Aussi, je décidais de le prendre sous mon aile. Puisque nous étions sans emploi, qu'à cela ne tienne, autant créer les nôtres. Que nous manquait-il vraiment ? Une structure juridique et un local. C'est ainsi que l'année 1984 commença.
Pour le premier point, ce n'était guère compliqué : montage en SARL avec le capital minimum. Pour le deuxième point, mon père disposait de suffisamment de place dans son atelier pour nous accueillir, moyennant un petit loyer. Nous n'étions guère éloignés de Paris, juste à une cinquantaine de kilomètres au sud.
Le premier mois, nous avons travaillé à aménager la surface de travail, ainsi qu'à mettre en place les râteliers pour les armes à vendre. Le soir de l'inauguration, le père d'Émile était venu spécialement de sa province. Il était déjà fort âgé. Je le revois encore en train de me dire :
- Christian, ce que tu fais est bien. Mais j'espère que tu n'auras pas à le regretter plus tard.
À l'époque, je l'avoue, je n'ai pas compris toutes les implications de ces paroles lourdes de sens. Quoi qu'il en soit, il donna à son fils une quinzaine de fusils d'occasion pour que nous disposions d'un petit stock.
Par la suite, Émile contacta plusieurs importateurs qui nous confièrent des armes en dépôt. Après, nous avons démarché les clubs de ball-trap et de tir afin de constituer notre clientèle.
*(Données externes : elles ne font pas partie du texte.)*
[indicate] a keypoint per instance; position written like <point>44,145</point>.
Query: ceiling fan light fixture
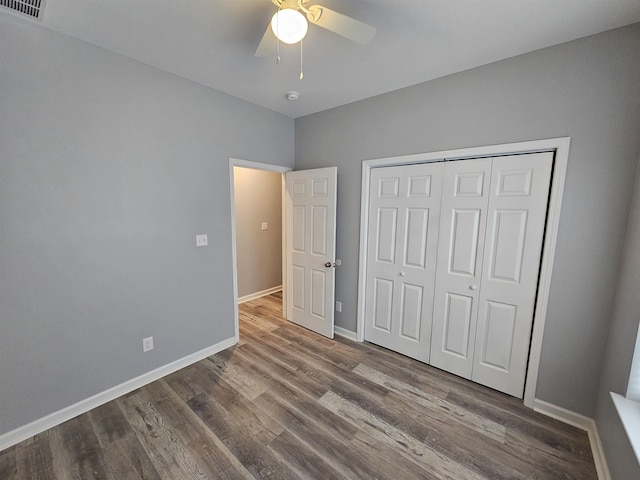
<point>289,25</point>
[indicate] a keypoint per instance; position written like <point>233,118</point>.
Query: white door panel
<point>403,231</point>
<point>465,195</point>
<point>517,213</point>
<point>310,237</point>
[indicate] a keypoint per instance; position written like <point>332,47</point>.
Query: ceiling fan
<point>289,25</point>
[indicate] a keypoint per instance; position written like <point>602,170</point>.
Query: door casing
<point>560,147</point>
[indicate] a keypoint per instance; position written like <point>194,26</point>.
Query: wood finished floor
<point>285,404</point>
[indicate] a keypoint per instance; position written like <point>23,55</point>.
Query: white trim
<point>584,423</point>
<point>343,332</point>
<point>629,413</point>
<point>561,148</point>
<point>236,162</point>
<point>56,418</point>
<point>263,293</point>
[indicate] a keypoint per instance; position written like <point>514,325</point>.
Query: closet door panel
<point>516,221</point>
<point>404,212</point>
<point>465,192</point>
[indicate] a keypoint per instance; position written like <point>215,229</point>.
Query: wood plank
<point>432,461</point>
<point>8,466</point>
<point>75,451</point>
<point>35,461</point>
<point>251,452</point>
<point>124,456</point>
<point>177,452</point>
<point>451,411</point>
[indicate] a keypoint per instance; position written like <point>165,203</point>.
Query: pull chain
<point>301,73</point>
<point>278,36</point>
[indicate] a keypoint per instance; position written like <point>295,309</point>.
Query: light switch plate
<point>202,240</point>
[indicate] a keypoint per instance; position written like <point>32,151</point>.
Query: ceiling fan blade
<point>341,24</point>
<point>267,45</point>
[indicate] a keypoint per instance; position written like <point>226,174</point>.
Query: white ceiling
<point>212,42</point>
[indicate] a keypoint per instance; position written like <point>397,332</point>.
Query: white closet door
<point>465,195</point>
<point>403,234</point>
<point>515,229</point>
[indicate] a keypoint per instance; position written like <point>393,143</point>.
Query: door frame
<point>560,147</point>
<point>236,162</point>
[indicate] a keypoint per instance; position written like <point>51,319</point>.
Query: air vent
<point>30,8</point>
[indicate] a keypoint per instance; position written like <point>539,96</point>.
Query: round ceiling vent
<point>293,96</point>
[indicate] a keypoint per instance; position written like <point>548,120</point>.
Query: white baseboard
<point>343,332</point>
<point>263,293</point>
<point>56,418</point>
<point>584,423</point>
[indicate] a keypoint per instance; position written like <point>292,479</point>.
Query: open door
<point>310,219</point>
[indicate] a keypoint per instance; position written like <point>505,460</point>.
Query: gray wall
<point>619,354</point>
<point>108,170</point>
<point>589,90</point>
<point>258,199</point>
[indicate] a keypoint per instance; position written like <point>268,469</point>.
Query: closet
<point>453,259</point>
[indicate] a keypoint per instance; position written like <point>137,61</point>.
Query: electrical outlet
<point>202,240</point>
<point>147,344</point>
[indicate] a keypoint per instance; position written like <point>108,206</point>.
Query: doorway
<point>252,171</point>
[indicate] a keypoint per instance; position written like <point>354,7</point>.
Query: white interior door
<point>404,214</point>
<point>310,211</point>
<point>515,227</point>
<point>465,193</point>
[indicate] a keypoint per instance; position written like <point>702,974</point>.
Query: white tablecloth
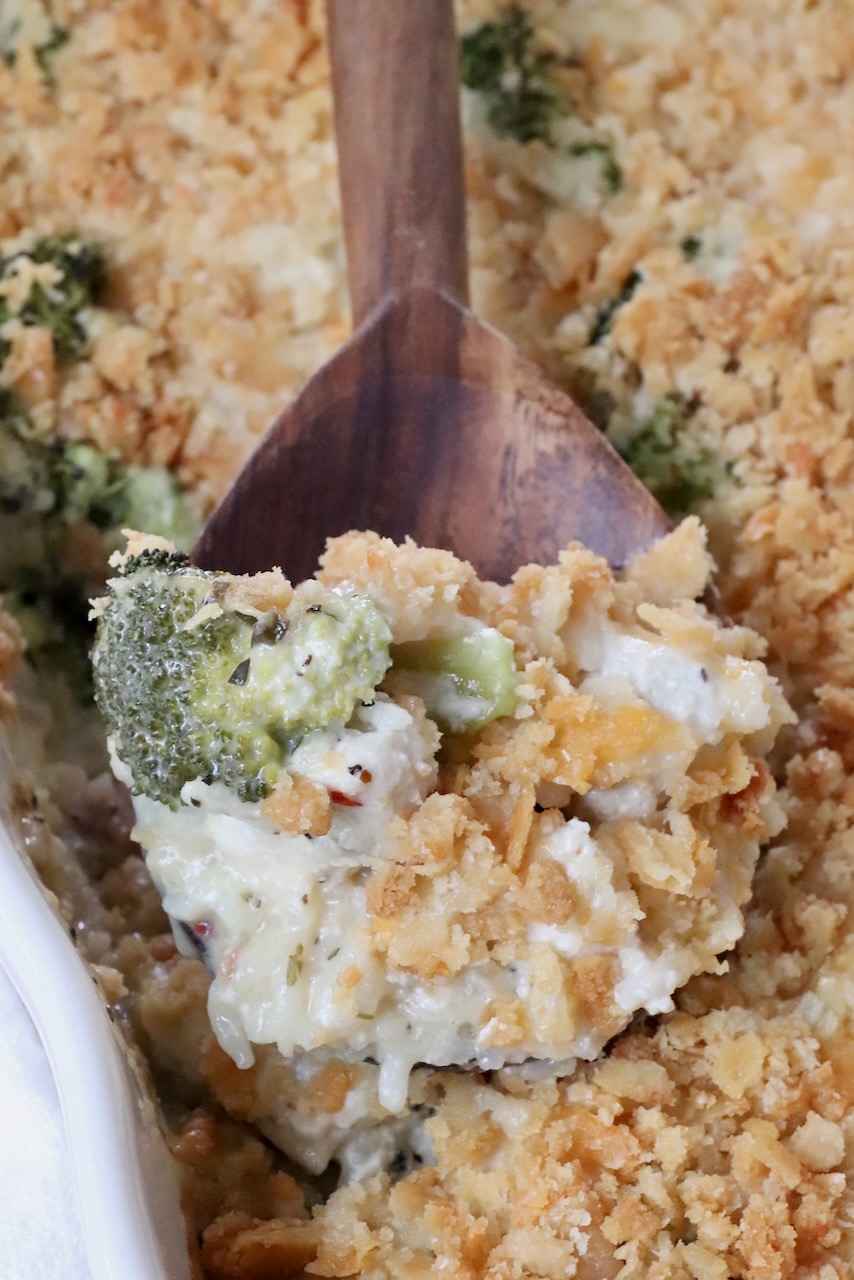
<point>40,1238</point>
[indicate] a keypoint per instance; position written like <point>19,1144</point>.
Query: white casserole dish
<point>124,1179</point>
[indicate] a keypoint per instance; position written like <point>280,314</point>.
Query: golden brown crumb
<point>192,138</point>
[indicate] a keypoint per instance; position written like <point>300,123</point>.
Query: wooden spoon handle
<point>400,149</point>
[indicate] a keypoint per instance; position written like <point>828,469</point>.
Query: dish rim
<point>124,1179</point>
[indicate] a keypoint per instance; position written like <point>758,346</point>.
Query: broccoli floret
<point>501,60</point>
<point>96,485</point>
<point>39,30</point>
<point>78,279</point>
<point>611,170</point>
<point>67,481</point>
<point>465,681</point>
<point>191,689</point>
<point>677,471</point>
<point>24,469</point>
<point>607,311</point>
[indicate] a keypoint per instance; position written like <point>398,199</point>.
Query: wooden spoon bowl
<point>427,423</point>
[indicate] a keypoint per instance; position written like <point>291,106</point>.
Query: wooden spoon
<point>428,421</point>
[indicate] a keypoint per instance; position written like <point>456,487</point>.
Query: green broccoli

Pour ma part, je proposais nos services en sous-traitance à divers armuriers. De cette manière, Callens & Modé ainsi que Gastinne-Renette rejoignirent les rangs de nos premiers clients, notamment pour les bronzages de canons à la couche que j'effectuais.
Nous avions fabriqué deux carabines qui furent présentées par nos soins au Game Fair, une grande exposition nationale d'armes, quelques mois après.
Dans un autre salon cynégétique, nous avions croisé le directeur d'un importateur assez connu. Sa carte de visite était ornée d'un dessin avec un coq poursuivant une poule, surmontant la devise : « Toujours prêt pour une nouvelle affaire ». Cela ne donnait pas envie de travailler avec lui...
Émile se trouva endeuillé cette année-là, consécutivement au décès de son père qu'il aimait beaucoup. Il partit quelques jours pour apposer sa signature sur les actes de succession et revint les mains vides, comme il s'y attendait.
La première année, nous avons fonctionné convenablement pour une entreprise qui commençait. Certes, ce n'était pas la fortune, mais nous rentrions dans nos frais. Nous avions un peu d'argent devant nous et les choses se passaient bien pour un début. Une nouvelle fois, je m'étais relevé.